New York's attorney general on Tuesday asked a judge to sanction former U.S. President Donald Trump, his adult children, the Trump Organization and their lawyers over their responses to her $250 million civil fraud lawsuit against them.
The lawsuit by Attorney General Letitia James last September accused the defendants of involvement in a decadelong scheme to manipulate asset values and Trump's net worth, in order to induce banks and insurers to provide better terms.
On Jan. 26, the defendants filed formal "answers" where, as often occurs in similar lawsuits, they denied or claimed to lack sufficient knowledge about dozens of substantive accusations.
In a letter to the Manhattan judge overseeing the case, Arthur Engoron, James said many responses were "demonstrably false," frivolous or otherwise improper. She said the Trumps should lose some of their defenses, as well as face sanctions.
Lawyers for the Trump defendants did not immediately respond to requests for comment.

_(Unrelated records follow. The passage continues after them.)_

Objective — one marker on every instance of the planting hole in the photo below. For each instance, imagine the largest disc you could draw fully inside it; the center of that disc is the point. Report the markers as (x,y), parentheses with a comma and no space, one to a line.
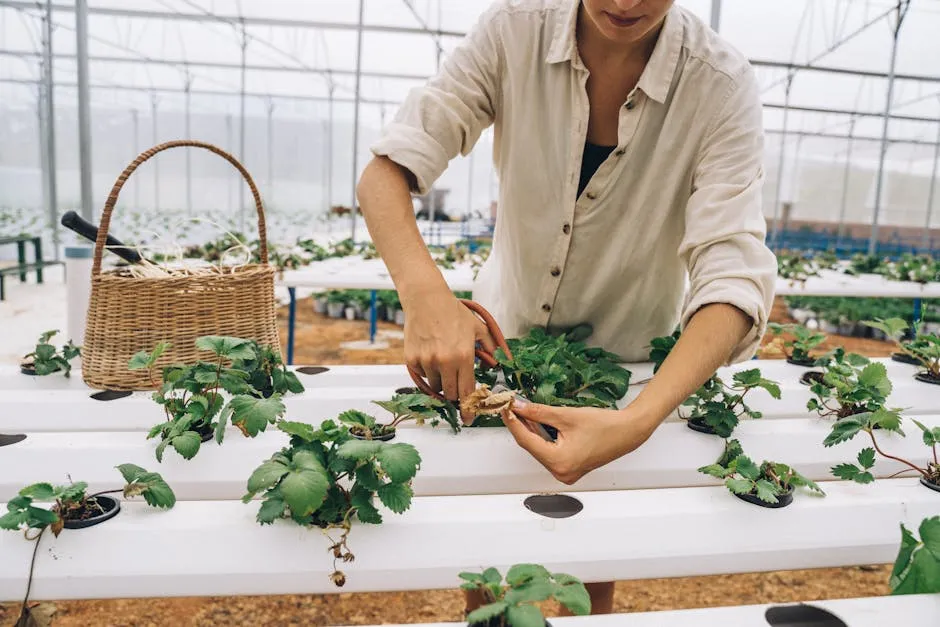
(802,616)
(553,505)
(110,395)
(312,370)
(6,438)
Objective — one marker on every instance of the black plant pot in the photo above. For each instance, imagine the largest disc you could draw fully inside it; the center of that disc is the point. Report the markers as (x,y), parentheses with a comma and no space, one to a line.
(111,507)
(926,377)
(381,438)
(782,500)
(806,363)
(904,358)
(698,424)
(928,484)
(811,377)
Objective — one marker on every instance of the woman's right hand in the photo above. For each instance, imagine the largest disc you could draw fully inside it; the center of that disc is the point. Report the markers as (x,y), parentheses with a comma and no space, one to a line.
(440,338)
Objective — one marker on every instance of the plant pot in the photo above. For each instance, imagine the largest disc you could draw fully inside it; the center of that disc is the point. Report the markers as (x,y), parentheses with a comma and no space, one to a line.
(806,363)
(926,377)
(927,484)
(381,438)
(811,377)
(904,358)
(699,424)
(111,507)
(782,500)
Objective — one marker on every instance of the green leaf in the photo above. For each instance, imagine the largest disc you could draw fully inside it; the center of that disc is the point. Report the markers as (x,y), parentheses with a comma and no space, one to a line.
(482,615)
(304,488)
(746,468)
(39,492)
(866,457)
(266,476)
(272,508)
(187,444)
(520,573)
(525,616)
(740,486)
(572,594)
(766,491)
(254,414)
(400,461)
(396,496)
(230,347)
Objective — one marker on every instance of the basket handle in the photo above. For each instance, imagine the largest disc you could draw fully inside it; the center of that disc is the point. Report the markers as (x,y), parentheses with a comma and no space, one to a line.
(146,155)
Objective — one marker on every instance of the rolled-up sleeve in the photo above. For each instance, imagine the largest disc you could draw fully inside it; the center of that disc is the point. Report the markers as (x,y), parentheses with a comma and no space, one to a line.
(724,243)
(446,116)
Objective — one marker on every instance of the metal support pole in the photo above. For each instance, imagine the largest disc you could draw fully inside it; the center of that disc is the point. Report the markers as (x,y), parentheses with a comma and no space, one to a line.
(355,146)
(783,151)
(716,15)
(136,151)
(241,132)
(925,245)
(845,183)
(901,12)
(48,102)
(156,162)
(84,107)
(270,185)
(188,132)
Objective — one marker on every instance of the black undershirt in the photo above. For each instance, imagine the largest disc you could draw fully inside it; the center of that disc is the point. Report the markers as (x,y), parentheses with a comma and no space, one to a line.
(592,159)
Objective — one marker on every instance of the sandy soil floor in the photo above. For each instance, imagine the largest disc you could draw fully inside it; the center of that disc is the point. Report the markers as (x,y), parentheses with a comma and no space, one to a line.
(318,342)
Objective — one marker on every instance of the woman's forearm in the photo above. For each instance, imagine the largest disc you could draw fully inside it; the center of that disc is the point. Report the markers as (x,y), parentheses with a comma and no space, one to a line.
(385,197)
(705,345)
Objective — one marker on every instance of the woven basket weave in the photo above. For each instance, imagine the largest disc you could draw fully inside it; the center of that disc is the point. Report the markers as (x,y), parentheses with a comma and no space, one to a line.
(129,314)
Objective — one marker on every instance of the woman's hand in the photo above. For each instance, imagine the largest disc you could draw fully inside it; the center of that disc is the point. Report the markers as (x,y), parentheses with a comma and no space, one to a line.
(440,338)
(588,437)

James said the improper responses included Trump's objection to being labeled the "inactive president" of the Trump Organization during his White House term, though he had used that description in an October 2021 sworn deposition.
Trump's daughter Ivanka was criticized by James for saying she did not know whether she had personally met with bankers, or could confirm the contents of her own emails.
James also rejected arguments by Donald Trump and his sons Donald Jr. and Eric that she lacked standing to sue and "acted contrary to the ancient and customary norms" governing prosecutors, saying Engoron had already rejected their contention that she was pursuing a political "witch hunt."
Earlier in January, Donald Trump ended two legal challenges to James' lawsuit, after a Florida judge imposed $937,989 of sanctions against him and his lawyer for filing a lawsuit accusing Hillary Clinton of trying to rig the 2016 U.S. presidential election.
James asked for sanctions on the same day new video from her office's Aug. 10 deposition of Donald Trump showed the former president repeatedly asserting his right against self-incrimination under the U.S. Constitution.
"This is a vindictive and self-serving fishing expedition, the likes of which this country has perhaps never seen before," Trump said. "Anyone in my position not taking the Fifth Amendment would be a fool, an absolute fool."